A meeting of the University Chancellors Council Plenary last Thursday failed to issue a direct condemnation of antisemitism, with convenor John Stanhope saying in a statement, “We are confident that the management of our university sector has policies, procedures and sanctions in place to allow for academic freedom and freedom of expression.”

This is despite University of Sydney vice-chancellor Mark Scott, whose campus has seen some of the worst antisemitic incidents, saying last week that “from the river to the sea” and calls of intifada do not in his view meet the threshold of inciting violence or endorsing terrorism.

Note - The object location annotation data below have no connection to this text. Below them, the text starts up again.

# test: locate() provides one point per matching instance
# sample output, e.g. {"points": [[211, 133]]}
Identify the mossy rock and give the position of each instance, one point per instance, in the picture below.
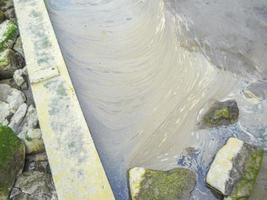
{"points": [[221, 114], [148, 184], [8, 34], [12, 156]]}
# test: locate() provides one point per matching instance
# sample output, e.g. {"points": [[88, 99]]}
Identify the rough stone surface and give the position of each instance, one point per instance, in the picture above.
{"points": [[175, 184], [33, 141], [235, 168], [18, 117], [12, 96], [8, 34], [33, 185], [9, 63], [12, 156], [221, 114]]}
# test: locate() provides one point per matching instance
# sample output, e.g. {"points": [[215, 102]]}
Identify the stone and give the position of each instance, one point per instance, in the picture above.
{"points": [[33, 185], [221, 114], [33, 141], [18, 117], [234, 169], [4, 113], [8, 34], [12, 156], [9, 63], [20, 78], [2, 16], [31, 119], [13, 97], [18, 46], [175, 184], [256, 91]]}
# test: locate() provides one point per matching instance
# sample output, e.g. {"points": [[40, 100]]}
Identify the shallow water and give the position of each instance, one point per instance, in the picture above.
{"points": [[144, 69]]}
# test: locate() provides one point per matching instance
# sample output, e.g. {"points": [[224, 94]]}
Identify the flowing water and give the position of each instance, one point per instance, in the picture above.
{"points": [[144, 71]]}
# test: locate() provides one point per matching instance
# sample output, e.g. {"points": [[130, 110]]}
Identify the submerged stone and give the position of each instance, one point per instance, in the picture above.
{"points": [[235, 169], [12, 155], [8, 34], [221, 114], [148, 184]]}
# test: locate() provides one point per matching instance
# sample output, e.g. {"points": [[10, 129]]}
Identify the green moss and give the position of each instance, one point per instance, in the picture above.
{"points": [[244, 187], [221, 113], [12, 153], [9, 34], [175, 184]]}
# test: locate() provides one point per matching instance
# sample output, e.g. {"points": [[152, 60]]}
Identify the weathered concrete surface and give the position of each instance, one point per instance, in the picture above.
{"points": [[65, 133]]}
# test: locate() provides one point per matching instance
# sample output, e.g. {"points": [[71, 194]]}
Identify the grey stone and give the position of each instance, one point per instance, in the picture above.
{"points": [[12, 155], [33, 141], [175, 184], [35, 184], [9, 63], [13, 97], [18, 117], [235, 168]]}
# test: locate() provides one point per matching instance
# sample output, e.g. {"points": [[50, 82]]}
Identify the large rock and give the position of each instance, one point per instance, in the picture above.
{"points": [[12, 156], [9, 63], [13, 97], [235, 168], [33, 186], [8, 34], [147, 184], [33, 141], [221, 113]]}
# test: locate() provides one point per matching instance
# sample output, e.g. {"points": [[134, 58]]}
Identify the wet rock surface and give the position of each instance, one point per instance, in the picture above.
{"points": [[235, 168], [147, 184], [12, 156], [221, 114], [18, 114]]}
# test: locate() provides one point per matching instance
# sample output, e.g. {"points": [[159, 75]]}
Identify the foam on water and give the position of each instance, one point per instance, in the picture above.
{"points": [[139, 88]]}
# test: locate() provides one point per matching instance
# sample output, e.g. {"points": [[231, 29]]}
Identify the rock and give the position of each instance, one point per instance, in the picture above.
{"points": [[13, 97], [235, 169], [8, 34], [33, 141], [20, 78], [9, 63], [148, 184], [256, 91], [12, 155], [37, 162], [4, 113], [18, 117], [221, 114], [18, 46], [33, 185], [2, 16]]}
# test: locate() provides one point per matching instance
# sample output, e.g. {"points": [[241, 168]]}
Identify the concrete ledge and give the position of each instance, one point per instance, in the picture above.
{"points": [[77, 170]]}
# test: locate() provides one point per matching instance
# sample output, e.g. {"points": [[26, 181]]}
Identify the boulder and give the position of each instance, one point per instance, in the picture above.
{"points": [[8, 34], [33, 185], [175, 184], [12, 156], [13, 97], [33, 141], [221, 114], [234, 169], [9, 63]]}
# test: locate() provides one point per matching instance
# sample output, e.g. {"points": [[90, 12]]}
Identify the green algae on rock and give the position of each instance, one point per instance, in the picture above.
{"points": [[8, 34], [12, 156], [221, 114], [235, 169], [148, 184]]}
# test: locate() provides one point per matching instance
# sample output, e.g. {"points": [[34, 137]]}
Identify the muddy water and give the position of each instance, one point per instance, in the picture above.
{"points": [[142, 82]]}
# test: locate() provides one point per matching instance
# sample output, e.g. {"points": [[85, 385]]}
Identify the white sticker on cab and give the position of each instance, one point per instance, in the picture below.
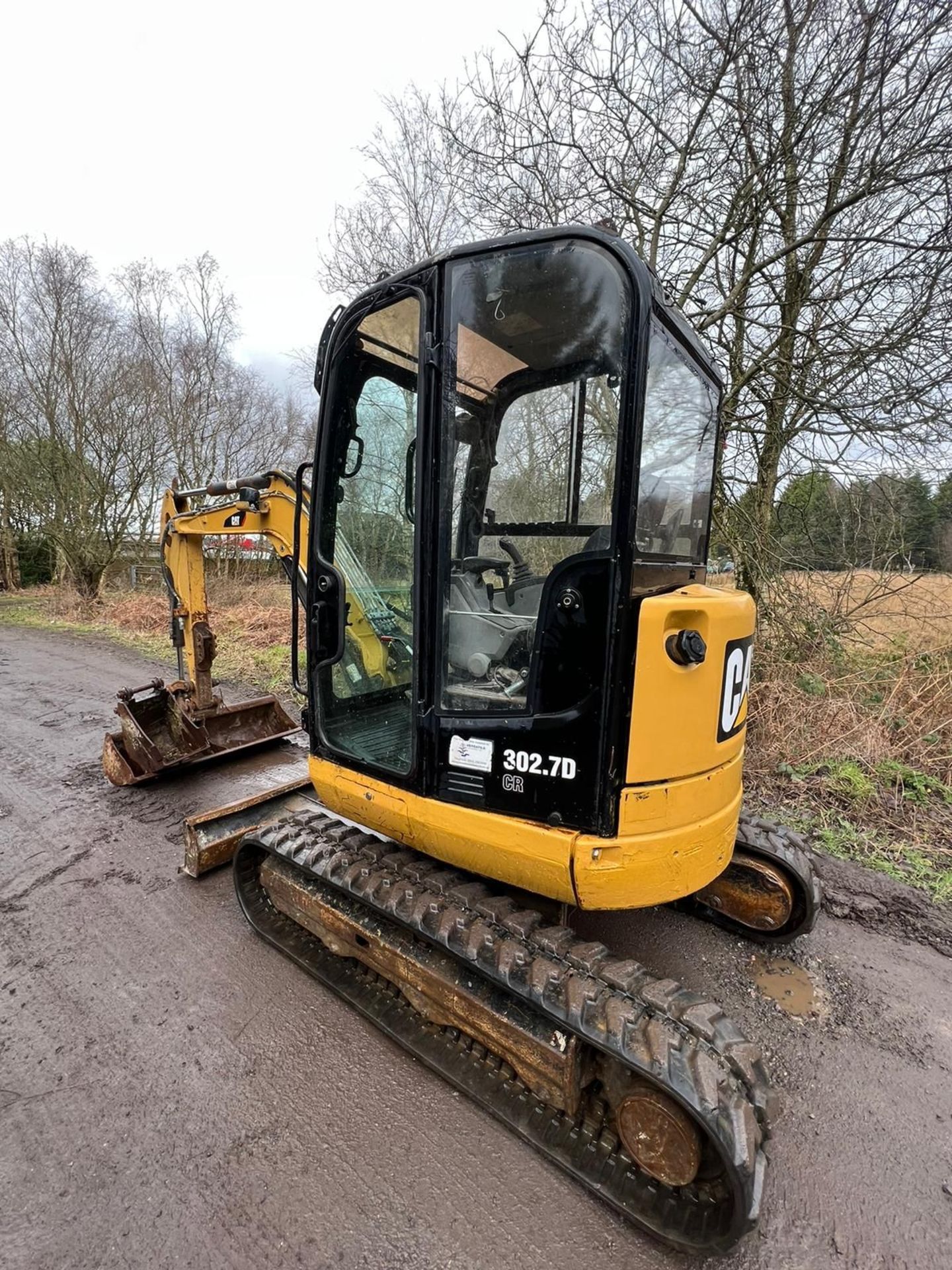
{"points": [[471, 752]]}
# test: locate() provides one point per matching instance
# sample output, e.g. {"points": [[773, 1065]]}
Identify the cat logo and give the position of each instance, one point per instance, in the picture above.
{"points": [[734, 690]]}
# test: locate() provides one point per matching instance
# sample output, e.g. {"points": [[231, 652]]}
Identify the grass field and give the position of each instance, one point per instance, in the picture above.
{"points": [[851, 733]]}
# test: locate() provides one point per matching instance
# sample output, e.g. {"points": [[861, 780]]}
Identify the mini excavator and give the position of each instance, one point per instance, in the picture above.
{"points": [[521, 697]]}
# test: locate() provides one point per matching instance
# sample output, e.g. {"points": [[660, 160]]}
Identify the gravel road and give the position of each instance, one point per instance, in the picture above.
{"points": [[173, 1093]]}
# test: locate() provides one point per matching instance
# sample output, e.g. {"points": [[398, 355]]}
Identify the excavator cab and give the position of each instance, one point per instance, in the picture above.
{"points": [[516, 464]]}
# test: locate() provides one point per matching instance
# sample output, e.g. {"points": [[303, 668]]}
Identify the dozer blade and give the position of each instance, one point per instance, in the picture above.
{"points": [[211, 837], [158, 736]]}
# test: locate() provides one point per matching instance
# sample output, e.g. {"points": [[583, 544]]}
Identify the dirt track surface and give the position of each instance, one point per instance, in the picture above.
{"points": [[173, 1093]]}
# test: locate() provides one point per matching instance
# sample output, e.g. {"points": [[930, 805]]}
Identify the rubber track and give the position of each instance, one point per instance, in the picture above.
{"points": [[779, 846], [654, 1027]]}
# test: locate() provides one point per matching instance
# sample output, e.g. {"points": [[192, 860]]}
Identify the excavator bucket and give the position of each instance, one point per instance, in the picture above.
{"points": [[158, 734]]}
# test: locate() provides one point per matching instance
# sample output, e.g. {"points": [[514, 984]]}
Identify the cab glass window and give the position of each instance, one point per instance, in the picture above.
{"points": [[536, 351], [678, 443]]}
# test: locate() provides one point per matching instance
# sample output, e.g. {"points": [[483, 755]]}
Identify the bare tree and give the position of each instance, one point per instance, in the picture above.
{"points": [[84, 454], [781, 164], [413, 204]]}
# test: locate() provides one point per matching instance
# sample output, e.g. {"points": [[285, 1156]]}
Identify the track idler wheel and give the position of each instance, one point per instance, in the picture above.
{"points": [[659, 1136]]}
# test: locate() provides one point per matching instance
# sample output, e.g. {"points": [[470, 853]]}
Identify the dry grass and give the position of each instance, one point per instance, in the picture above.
{"points": [[851, 730]]}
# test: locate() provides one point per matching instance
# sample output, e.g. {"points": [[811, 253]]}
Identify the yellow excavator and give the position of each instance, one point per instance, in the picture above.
{"points": [[521, 698]]}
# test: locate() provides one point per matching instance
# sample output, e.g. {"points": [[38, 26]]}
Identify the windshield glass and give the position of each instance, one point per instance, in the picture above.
{"points": [[536, 351]]}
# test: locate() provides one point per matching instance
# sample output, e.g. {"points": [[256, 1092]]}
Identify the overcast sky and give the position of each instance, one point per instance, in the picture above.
{"points": [[161, 131]]}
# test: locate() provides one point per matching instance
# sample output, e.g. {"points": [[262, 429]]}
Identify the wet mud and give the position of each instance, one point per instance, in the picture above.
{"points": [[173, 1093]]}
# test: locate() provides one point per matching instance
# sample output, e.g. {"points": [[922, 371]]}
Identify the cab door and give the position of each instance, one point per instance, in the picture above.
{"points": [[362, 592]]}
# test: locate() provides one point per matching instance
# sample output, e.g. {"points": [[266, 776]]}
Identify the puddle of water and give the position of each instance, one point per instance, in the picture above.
{"points": [[789, 984]]}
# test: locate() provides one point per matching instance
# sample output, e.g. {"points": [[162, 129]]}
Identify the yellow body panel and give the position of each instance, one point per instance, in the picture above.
{"points": [[676, 837], [517, 853], [674, 708]]}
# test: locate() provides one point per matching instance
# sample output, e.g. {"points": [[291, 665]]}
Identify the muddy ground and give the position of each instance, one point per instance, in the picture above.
{"points": [[173, 1093]]}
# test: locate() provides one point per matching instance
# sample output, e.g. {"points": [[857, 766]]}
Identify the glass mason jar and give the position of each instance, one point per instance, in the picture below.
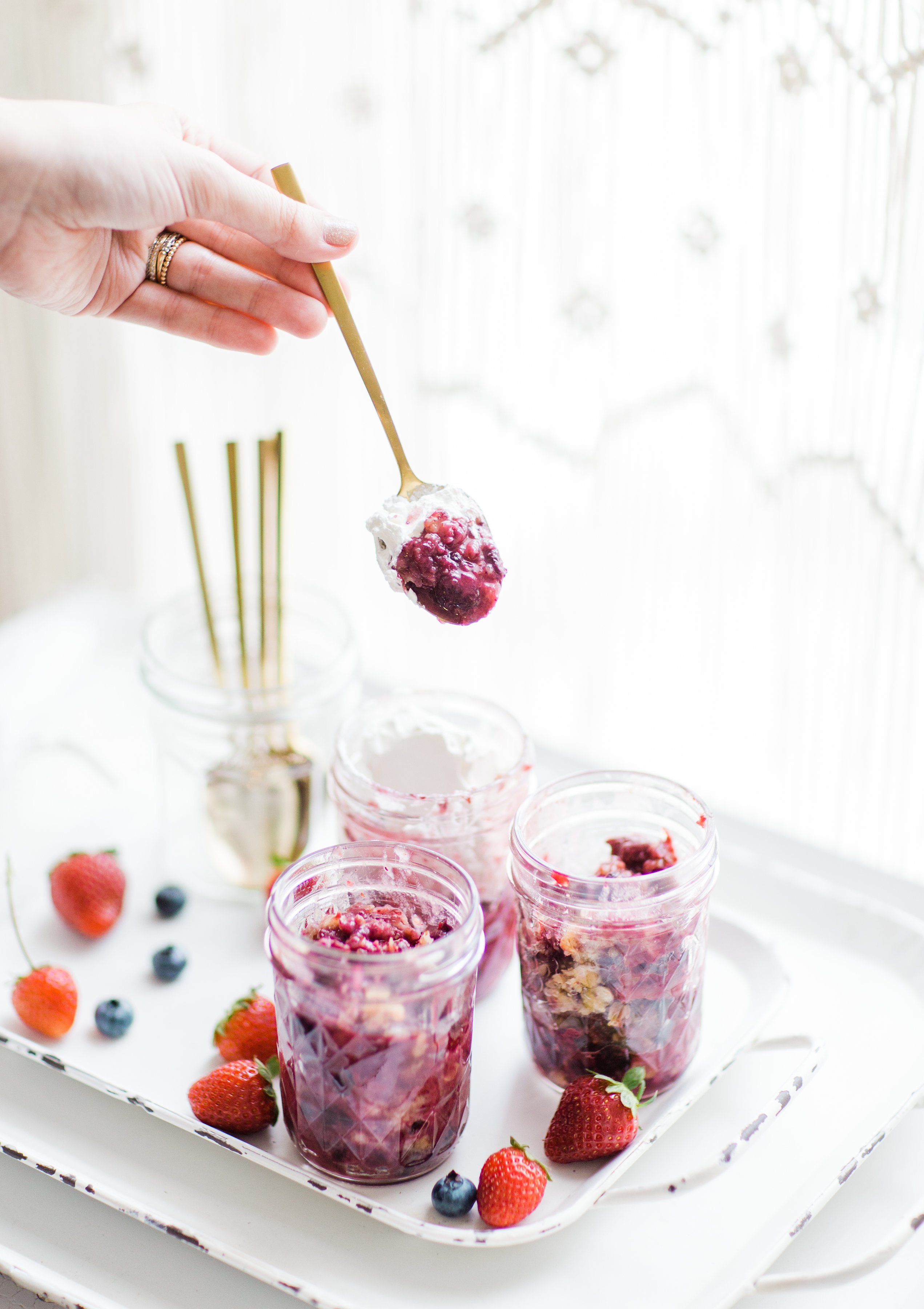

The AJN put Scott’s view to Australian oleh Arnold Roth, whose daughter was murdered in the Second Intifada.

“There’s room to wonder if he [Scott] actually grasps what motivates Hamas and its Australian proxies,” Roth said.

“My Melbourne-born daughter Malki was murdered at 15 in a Hamas bombing … The mastermind, a Jordanian woman kept safe from justice by Jordan until today, is never, ever called ‘terrorist’ in the Arab media.

“Hamas knows how to dumb down fierce, explosive hatred by engineering adjectives and nouns that convey something almost acceptable in polite society. Their advocates and supporters have little interest in a free and open discussion of what the unfathomable hatred driving Hamas is about.”